An entrepreneurial journey is a multifaceted one. One of the many considerations an entrepreneur must make is that of funding the venture. While avenues for funding startups, small and medium enterprises are many, the Federal Reserve’s Small Business Credit Survey conducted in 2021 shows that the acceptance rates for business loans are a mere 57%. In addition, Fundera shows that 56% of small businesses apply for business loans, with a rejection rate of 9%, while 14% of the applications are left with partial lending only. While these numbers seem meager, it is also true that 48% of small businesses overall have financing needs met.
Bank lending is usually the most sought out option for small businesses to fund their ventures. Given this, we consider the reasons behind business loan rejections and what you could do to up your chances of not being met with one.
Also Read: Factors That Affect The Eligibility For Small Business Loans
- Credit score
According to Fundera, 36% of the small businesses denied a portion of the business loan applied for due to a poor credit score. A benchmark rate for a credit score is usually 30%; however, it may differ from lender to lender. This makes it essential to check your credit score with a reputed, credible credit rating agency. It is possible to have a low credit score associated with a successful venture. It is possible to take specific basic steps after assessing the score to improve it.
- Leverage-the degree of debt
Although leverage is a cost-reducing financing tool, too much leverage may affect a business’ propensity to lend to your venture since it implies pre-existing debt obligations. Considering a credit score of 30%, potential lenders typically consider it safe to lend if you use no more than 30% of the total credit available to you. Paying off previous debts, borrowings, and business loans may help, which is essential in improving your credit score.
Usually, business loans put in a condition of an inevitable, necessary turnover a business must generate quarterly, half-yearly, or yearly. A benchmark amount of turnover attests to the viability of the enterprise.
Also Read: 5 Best And Fast Small-Business Loans
- Cash flow
Assessing the lender’s creditworthiness usually entails conducting due diligence on certain documents representing the venture’s financials. Some of these may be to establish the record of cash flow maintenance. Lack of cash flow may appear as an inability to repay the loan timely. Cash flows reflect the ability to meet other expenses and liabilities once operating expenses are covered and signify the firm’s liquidity position. Although sufficient liquidity can also be proven through other short-term assets in place, cash flow serves as an indicator of liquidity since cash is the most liquid asset an enterprise can possess. Cash flows can be improved by maintaining proper invoicing, setting up emergency funds, and devising wise short-term investment strategies that regularly bring in returns in the intermediate periods.

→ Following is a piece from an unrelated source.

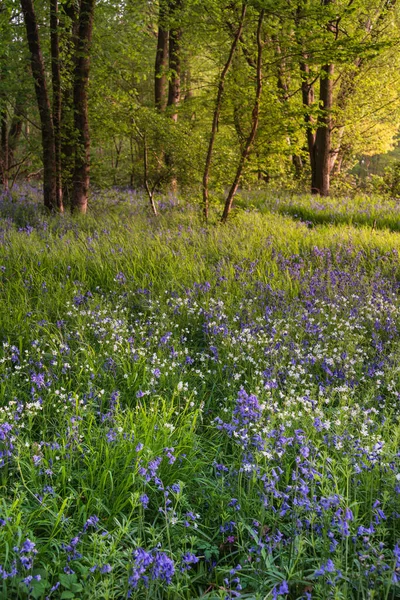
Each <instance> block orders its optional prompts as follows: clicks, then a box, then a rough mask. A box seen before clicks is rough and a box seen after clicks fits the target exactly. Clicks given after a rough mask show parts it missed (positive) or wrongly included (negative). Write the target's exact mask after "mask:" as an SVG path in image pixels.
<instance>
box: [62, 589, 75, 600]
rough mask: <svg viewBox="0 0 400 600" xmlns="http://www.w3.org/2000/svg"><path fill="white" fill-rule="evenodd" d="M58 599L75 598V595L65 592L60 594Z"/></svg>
mask: <svg viewBox="0 0 400 600" xmlns="http://www.w3.org/2000/svg"><path fill="white" fill-rule="evenodd" d="M60 598H61V599H62V600H64V598H75V594H74V593H73V592H68V591H65V592H63V593H62V594H61V596H60Z"/></svg>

Investors usually look for tangible assets as securities for providing business loans. These assets serve as guarantees in case a venture fails to repay its business loan. The lender can then recover the lent amount by liquidating assets serving as collateral. If a business does not have its assets, the entrepreneur may have to offer personal assets as collateral. In the case of collateral absence, it seems viable to look up unsecured business loans. However, they usually come with higher rates of interest.
Also Read: Need Money Fast? 4 Options For Small Business Owners
- Life of the business
Availing a business loan involves establishing creditworthiness and repayment capacity. Having a decent presence in the chosen industry within a niche hints at the continued operations of your business. In addition, sanctioning business loans require due diligence to be conducted on the part of lenders. If a venture cannot produce previous records that allow lenders to undertake the necessary analysis, business loans may be denied to the venture. The newer the business, the riskier it appears to the lender to provide funds.
- Business planning
A business plan showcases a spirit on the part of the entrepreneur to continue the business. Business loan providers look at strategies to continue the business indefinitely since the lack of one puts repayment obligations into question at any juncture. Assessing market factors, taking prudential decisions based on uncertainties, and chalking out a path for the venture to sustain may sanction a business loan for your enterprise. The plan must appear promising to the lender and generate enough returns to serve as an incentive to be associated with the business.
- Purpose of the loan
Many facets are associated with an enterprise that requires funding—the purpose of business loan matters when making the application. Lack of clarity on this may cause a lender to offer immediate rejection on the business loan. It is crucial to state the purpose of lending clearly. Business loans are usually available for financing expansion, purchasing essential equipment, and developing a new product. It is equally important to ensure that you apply under the correct type of loan with clarity regarding the purpose.
- Industry of operation
Economic and market factors often affect investors’ decisions. Specific agriculture-based sectors, manufacturing industries, or specifically restaurants are usually deemed risky by traditional lenders. If your business loan application gets rejected on the pretext of operating within a complex industry, you can approach an industry-specific lender.
- Loan amount
Usually, the more money applied for, the greater the chances of a business loan approval. This happens as traditional lenders don’t consider the costs of serving lower amounts of loans worth it. In this case, you can either revise your valuation and ask for a more significant amount or approach other lending sources.